# What freehubs will work for Shimano STX hub w/7spd?



## le Coq Rouge (Oct 6, 2004)

What freehubs will work for Shimano STX hub w/7spd? My freehub is toast. I've been told there's no replacement for this so I've been shopping on ebay. Any suggestions?

Thanks!


----------



## Shayne (Jan 14, 2004)

*Any Shimano Freehub Should Fit*

Every Shimano cassette hub I've ever taken apart has used the same freehub interface.


----------



## lucifer (Sep 27, 2004)

Is it the cogs that are wasted or the mechanism?
Its a little hard to tell from your post.
If its the cogs then any 7 speed shimano cassette should work. 
If its the ratchet itself it would be eaiser to just ditch the wheel and replace it.

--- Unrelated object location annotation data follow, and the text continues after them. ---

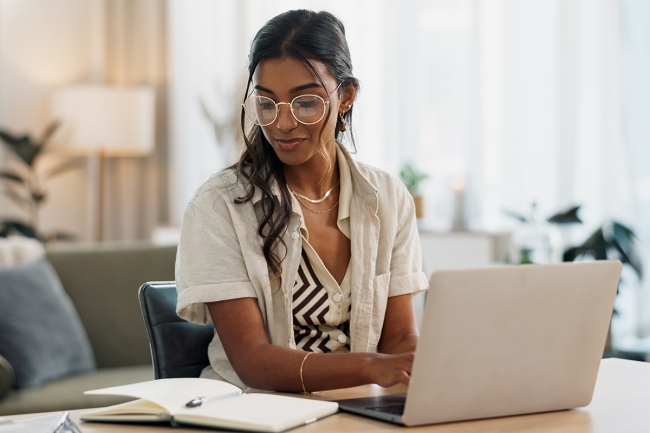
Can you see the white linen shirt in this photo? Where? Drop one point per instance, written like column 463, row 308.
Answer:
column 220, row 258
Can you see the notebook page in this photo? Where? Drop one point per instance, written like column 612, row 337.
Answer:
column 170, row 394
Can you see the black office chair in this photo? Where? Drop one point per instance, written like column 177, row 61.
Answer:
column 178, row 348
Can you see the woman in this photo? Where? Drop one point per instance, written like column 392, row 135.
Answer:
column 304, row 260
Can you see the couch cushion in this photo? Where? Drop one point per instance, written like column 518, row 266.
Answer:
column 40, row 332
column 68, row 393
column 103, row 281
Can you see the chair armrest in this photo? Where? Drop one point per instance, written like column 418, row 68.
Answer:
column 6, row 377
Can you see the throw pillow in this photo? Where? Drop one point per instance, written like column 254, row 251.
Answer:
column 41, row 334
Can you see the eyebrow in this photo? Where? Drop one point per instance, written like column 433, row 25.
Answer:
column 294, row 90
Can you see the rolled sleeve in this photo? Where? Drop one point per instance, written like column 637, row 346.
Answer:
column 210, row 266
column 406, row 261
column 408, row 284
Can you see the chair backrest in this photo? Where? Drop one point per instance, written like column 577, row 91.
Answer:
column 178, row 348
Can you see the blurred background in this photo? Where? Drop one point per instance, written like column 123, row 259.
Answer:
column 493, row 105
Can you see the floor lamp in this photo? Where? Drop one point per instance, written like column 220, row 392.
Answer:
column 102, row 122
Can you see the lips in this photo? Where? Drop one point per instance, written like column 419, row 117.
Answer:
column 289, row 144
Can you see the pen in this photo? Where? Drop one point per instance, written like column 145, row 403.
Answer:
column 198, row 401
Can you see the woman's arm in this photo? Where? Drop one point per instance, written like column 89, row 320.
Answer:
column 260, row 364
column 399, row 333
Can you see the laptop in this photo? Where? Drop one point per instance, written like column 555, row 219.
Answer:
column 502, row 341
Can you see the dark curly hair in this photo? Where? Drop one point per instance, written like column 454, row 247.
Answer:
column 307, row 36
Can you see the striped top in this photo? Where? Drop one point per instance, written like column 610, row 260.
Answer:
column 321, row 307
column 321, row 314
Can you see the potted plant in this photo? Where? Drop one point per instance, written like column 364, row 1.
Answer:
column 412, row 178
column 611, row 241
column 21, row 193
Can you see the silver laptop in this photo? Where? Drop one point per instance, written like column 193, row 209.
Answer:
column 505, row 341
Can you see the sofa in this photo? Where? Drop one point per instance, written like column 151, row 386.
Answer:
column 102, row 280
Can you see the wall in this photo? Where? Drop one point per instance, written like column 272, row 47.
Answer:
column 45, row 44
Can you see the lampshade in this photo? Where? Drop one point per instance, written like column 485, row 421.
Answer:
column 107, row 120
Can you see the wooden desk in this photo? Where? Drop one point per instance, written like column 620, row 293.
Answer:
column 621, row 403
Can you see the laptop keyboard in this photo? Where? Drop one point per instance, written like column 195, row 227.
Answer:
column 393, row 409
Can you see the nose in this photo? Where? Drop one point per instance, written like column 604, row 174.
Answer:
column 285, row 122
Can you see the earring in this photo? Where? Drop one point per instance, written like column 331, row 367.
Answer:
column 342, row 127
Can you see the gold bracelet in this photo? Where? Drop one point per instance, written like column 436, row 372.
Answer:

Speaking of which I have a 7 speed wheel for sale if anyone needs it. Its a ringle hub with a mavic 231 rim and a sachs screw on freewheel thats in great shape.


----------



## bulC (Mar 12, 2004)

*question unclear*



le Coq Rouge said:


> What freehubs will work for Shimano STX hub w/7spd? My freehub is toast. I've been told there's no replacement for this so I've been shopping on ebay. Any suggestions?
> 
> Thanks!


if you're asking what rear cassette hub can replace your 7sp. STX cassette hub: Any with the same overlocknut spacing. If your spacing is 130mm, than any current road hub. If your axle spacing is 135mm than any current MTB hub. Put your 7 cogs on either and use spacer(s) to fill up the longer freehub body.

All shitmano freehub bodies are interchangeable, but they differ in width. I don't know where to find a dedicated 7 sp. freehub body, other than in my garage. If you use a current body intended for 8/9 sp. then you also need a longer axle, need to redish the wheel so the rim centers with the longer R side spacing, and need to tweak your frame so it accommodateds 135mm spacing -- assuming your STX is 130mm. If your current hub is 135mm spacing, then you're golden, any current shitmano freehub body will work.


----------



## Guitar Ted (Jan 14, 2004)

*Freehub bodies available @ QBP*

Last time I did a freehub body replacement for a 7 speed at work, I got the new one from Quality Bicycle Parts. See if any of your local shops deal with them. Also, STX hubs have all been 135mm spaced that I have seen. I think that group first appeared around '94 or so, mostly on mtb's and hybrids. Otherwise, you can use an 8 speed freehub body with a spacer, as mentioned already. Shouldn't be a problem for you!


----------



## Blizzard (Oct 8, 2004)

Go here,

http://sheldonbrown.com/harris/k7.html#bodies

They carry what you need, and tons of info on their site. I have never bought anything, but it seems they would be ok.

I have collected toasted shimano wheels from people for this very reason, usually they give them to me, and rob the parts for the parts bin. The ratchet mechanisms do wear out, but why get new wheels and a mess everything else up when you can just replace the sproket part. Sometimes it's stuck on there pretty good.

I think there are directions for changing it on that site too.


----------



## donk (Jan 28, 2004)

Hope this is clear, it is hard to explain.

The freehub bodies are interchangeable, but you may need to get a new set of cones and seals for the freehub body side. I've found that my old xt(1989) cones and seals don't necessarily seat well with newer freehub assemblies.


----------



## Blizzard (Oct 8, 2004)

donk's right! Since I have always have the trashed wheel, with complete hub, I had the proper cone to mate with the dustseal that was in the freehub body.

Should have mentioned that.

That place lists they have the STX version, so that should save some trouble.


----------